Part 2 proved that evolution will build complex ecosystems under the right pressure. The species dynamics, the extinction cycles, the generation depth are all genuine. What it also proved is that body diversity requires more than cheaper parts. The world has to demand bodies that do different things. Speed that only muscle can provide. Reach that only bone can extend. Danger that only armor can survive. Until the physics rewards having legs, evolution will keep building spheres.
Part 3 attacks the convergence problem from both sides. The organisms get new capabilities. The environment gets new demands. Neither change works alone.
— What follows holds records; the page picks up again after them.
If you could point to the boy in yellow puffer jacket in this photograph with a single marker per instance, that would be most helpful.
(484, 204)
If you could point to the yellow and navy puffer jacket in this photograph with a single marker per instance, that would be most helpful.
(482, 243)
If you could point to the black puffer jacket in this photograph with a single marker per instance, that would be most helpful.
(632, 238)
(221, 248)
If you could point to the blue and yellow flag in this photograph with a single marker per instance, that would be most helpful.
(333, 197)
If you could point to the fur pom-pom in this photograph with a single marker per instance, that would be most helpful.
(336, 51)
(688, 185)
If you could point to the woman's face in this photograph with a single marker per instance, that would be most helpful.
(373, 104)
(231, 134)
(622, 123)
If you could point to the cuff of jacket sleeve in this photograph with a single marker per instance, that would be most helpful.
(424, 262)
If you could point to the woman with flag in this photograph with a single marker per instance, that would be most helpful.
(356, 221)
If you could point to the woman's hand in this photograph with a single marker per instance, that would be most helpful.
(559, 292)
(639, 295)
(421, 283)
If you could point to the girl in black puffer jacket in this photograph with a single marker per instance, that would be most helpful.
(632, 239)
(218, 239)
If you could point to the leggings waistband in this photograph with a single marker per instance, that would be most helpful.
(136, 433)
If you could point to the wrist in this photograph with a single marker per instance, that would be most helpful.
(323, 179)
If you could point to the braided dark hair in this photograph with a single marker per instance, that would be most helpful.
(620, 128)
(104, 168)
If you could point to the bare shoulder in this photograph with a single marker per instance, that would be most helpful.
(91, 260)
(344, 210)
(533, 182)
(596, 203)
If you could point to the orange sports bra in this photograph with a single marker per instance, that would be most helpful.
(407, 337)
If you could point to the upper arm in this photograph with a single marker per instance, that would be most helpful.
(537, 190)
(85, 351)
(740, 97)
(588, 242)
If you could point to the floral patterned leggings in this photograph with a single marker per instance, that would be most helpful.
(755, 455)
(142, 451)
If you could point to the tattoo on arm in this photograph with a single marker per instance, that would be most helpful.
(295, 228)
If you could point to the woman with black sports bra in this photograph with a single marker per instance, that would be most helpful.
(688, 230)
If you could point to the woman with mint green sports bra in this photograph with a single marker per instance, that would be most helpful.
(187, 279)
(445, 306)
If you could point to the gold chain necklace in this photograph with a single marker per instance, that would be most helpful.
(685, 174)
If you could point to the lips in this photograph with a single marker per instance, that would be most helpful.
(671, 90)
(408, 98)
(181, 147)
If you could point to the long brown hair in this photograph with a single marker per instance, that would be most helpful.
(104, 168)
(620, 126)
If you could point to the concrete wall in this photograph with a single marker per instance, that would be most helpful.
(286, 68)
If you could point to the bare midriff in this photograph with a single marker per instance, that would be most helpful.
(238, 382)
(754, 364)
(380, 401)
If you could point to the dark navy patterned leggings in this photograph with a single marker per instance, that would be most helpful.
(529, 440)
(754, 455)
Articulated bodies. Nodes can now attach to other nodes in chains, forming limb-like structures: bone-bone-mouth arms that reach further than any core-attached mouth. Muscle nodes at joint positions let the neural network control limb movement directly. Bodies stop being circles and start being architectures.
Muscle means speed. An organism's top speed scales with its muscle-to-mass ratio. No muscle, slow organism. Lots of muscle, fast enough to catch prey or escape predators. Sprint bursts burn extra energy but double velocity for a few ticks. For the first time, locomotion has a body plan cost.
Bone means reach. Bone chains extending outward from the core increase foraging radius. A mouth at the end of a three-bone arm eats from three times further than a mouth pressed against the core. Structure becomes a competitive advantage.
Predation gets real. Attack damage doubles. Armor reflects damage back at attackers. Energy transfer from kills jumps from 50% to 70%. When predation becomes a genuine cause of death, armor stops being dead weight and starts being the difference between surviving an encounter and feeding someone else's offspring.
Kin recognition. Organisms evolve a tolerance gene that controls whether they attack members of their own species. Some lineages discover cooperation. Others stay solitary. Parents stop eating their children (unless evolution decides that's still the winning strategy).
The world shifts. Seasonal food cycles. Sudden resource crashes that hit without warning. Spatial gradients that make some regions lush and others barren. A world that never sits still, demanding organisms that can adapt or move.
The question from Part 2 was whether better rules produce better bodies. The answer was: only up to a point. Part 3 asks a sharper question. What happens when the world punishes simplicity?